Fishman not only provides extensive endnotes but takes pains to include in them not just his sources, including when possible easily checkable web links, but also the calculations he did to derive some of the numbers mentioned in the text. The only actual error I noticed was his description of water molecules, which are electrostatically polar, as “magnets.”

A lot of what he reports is close to depressing, as when an Australian city’s voters rejected a proposal to discharge highly purified sewer water into the same lake — which was slowly drying up — that the city used for its water supply. It’s obvious why the idea would initially sound awful, but in fact the treated wastewater would be a great deal purer than the water already being pumped out of the lake, which is flavored with all manner of wildlife excretions and dead animals. For that matter, many cities draw water out of rivers into which other cities upstream have dumped their wastewater, invariably after far less treatment than was planned here, But rumors and emotions run wild have a way of trumping actual facts, and the city in question wound up spending far more money to arrange to have water pumped in from elsewhere, and amusingly enough that water will itself likely contain treated sewer waste.

The fresh-water situation in the third world is particularly horrific. Millions upon millions of people spend as much as several hours a day fetching and carrying gallons of water — which weigh over 8 pounds each in U.S. units — from the nearest water source, often miles away.

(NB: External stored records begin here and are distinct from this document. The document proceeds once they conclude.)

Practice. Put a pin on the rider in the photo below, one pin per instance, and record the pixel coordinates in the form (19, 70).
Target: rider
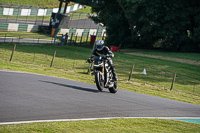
(101, 49)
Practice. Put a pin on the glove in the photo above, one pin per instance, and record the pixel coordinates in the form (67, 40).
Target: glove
(89, 60)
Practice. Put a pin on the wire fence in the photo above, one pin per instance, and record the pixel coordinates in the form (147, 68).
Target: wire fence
(59, 39)
(36, 15)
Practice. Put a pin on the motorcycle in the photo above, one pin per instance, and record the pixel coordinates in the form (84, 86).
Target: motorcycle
(103, 74)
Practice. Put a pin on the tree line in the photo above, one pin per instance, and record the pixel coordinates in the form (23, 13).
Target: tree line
(171, 24)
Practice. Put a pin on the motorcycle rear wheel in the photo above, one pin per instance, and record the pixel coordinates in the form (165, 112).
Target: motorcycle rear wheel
(114, 89)
(98, 81)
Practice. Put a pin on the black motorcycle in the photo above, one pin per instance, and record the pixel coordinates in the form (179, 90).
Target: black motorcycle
(103, 74)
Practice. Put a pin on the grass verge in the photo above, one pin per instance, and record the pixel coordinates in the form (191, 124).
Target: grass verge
(70, 64)
(106, 126)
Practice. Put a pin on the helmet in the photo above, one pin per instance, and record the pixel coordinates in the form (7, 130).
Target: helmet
(99, 44)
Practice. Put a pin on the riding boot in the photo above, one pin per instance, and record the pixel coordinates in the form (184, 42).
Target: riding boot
(114, 75)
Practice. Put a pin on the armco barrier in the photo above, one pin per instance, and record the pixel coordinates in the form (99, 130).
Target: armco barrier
(22, 27)
(38, 12)
(34, 28)
(3, 26)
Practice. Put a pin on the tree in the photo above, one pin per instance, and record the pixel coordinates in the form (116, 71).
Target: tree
(141, 23)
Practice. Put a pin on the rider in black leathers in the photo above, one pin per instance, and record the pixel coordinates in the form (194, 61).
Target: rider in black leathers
(101, 49)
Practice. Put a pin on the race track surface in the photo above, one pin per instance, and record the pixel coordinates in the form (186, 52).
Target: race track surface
(28, 97)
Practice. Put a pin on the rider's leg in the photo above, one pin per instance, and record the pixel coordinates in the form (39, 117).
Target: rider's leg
(113, 69)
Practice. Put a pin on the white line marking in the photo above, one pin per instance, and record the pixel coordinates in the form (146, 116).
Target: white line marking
(88, 119)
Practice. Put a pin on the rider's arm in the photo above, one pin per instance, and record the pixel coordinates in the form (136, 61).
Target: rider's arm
(109, 52)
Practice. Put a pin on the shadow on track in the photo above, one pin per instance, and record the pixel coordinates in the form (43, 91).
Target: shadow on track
(73, 87)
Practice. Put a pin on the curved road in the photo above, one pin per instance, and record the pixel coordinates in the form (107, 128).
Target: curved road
(27, 97)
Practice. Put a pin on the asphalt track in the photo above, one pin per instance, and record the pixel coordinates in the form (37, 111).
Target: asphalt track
(31, 97)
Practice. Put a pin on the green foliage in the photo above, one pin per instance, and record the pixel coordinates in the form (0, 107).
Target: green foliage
(141, 23)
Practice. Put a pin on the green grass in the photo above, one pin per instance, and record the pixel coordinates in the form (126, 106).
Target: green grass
(189, 56)
(106, 126)
(70, 64)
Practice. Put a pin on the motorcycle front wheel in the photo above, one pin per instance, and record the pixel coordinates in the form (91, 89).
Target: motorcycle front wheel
(114, 89)
(99, 81)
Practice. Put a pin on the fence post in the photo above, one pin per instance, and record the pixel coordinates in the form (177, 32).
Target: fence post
(81, 38)
(13, 52)
(5, 38)
(71, 39)
(173, 81)
(53, 58)
(87, 37)
(131, 73)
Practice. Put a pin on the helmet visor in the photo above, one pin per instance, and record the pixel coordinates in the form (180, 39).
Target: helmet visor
(99, 46)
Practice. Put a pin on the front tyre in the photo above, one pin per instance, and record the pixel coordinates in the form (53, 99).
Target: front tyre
(114, 89)
(99, 81)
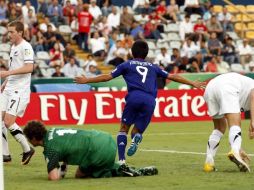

Even then, much of the water is contaminated, something that accounts for a huge portion of the difference in human life expectancy and infant mortality between countries. Those tasked with getting their families’ water — usually women and girls — often have little time for anything else, including schooling or paid work.

In India only one large city has full-time water service. Elsewhere it’s turned on neighborhood-by-neighborhood for a few hours at a time. Since the aging, leaky pipes are buried next to sewer pipes and the water mains aren’t under pressure most of the day, there tends to be cross-contamination with raw sewage. Decades ago India’s water service was much better than it is now, and it continues to deteriorate. And we’re talking about a country soon to become the most populous on Earth, one with booming economic growth and literally millions of scientists and engineers.

Southern California’s farmland is mostly desert irrigated from the same source that supplies Las Vegas, but at a far lower cost per gallon. But Las Vegas itself has made remarkable strides in improving efficiency and reducing its water use per capita, for the most part relatively painlessly for its inhabitants. There’s other good news as well. Many of the problems are solvable without spending vast amounts of money. Of course, people are often reluctant to spend anything at all, since we tend to think that water ought to be free.

Fishman suggests pricing water on a scale based on consumption, so that everyone can afford to get the water they really need, but heavy use and outright waste will cost more. This would encourage everyone to conserve and also make money available to repair and modernize the existing water infrastructure.

(Updated 2015 July 4 to fix some typos and clarify some wording. Note that the book and the review were written before the current water crisis in California, which further underscores Fishman’s points about the need to do something about our water supply here in the U.S. and throughout the world.)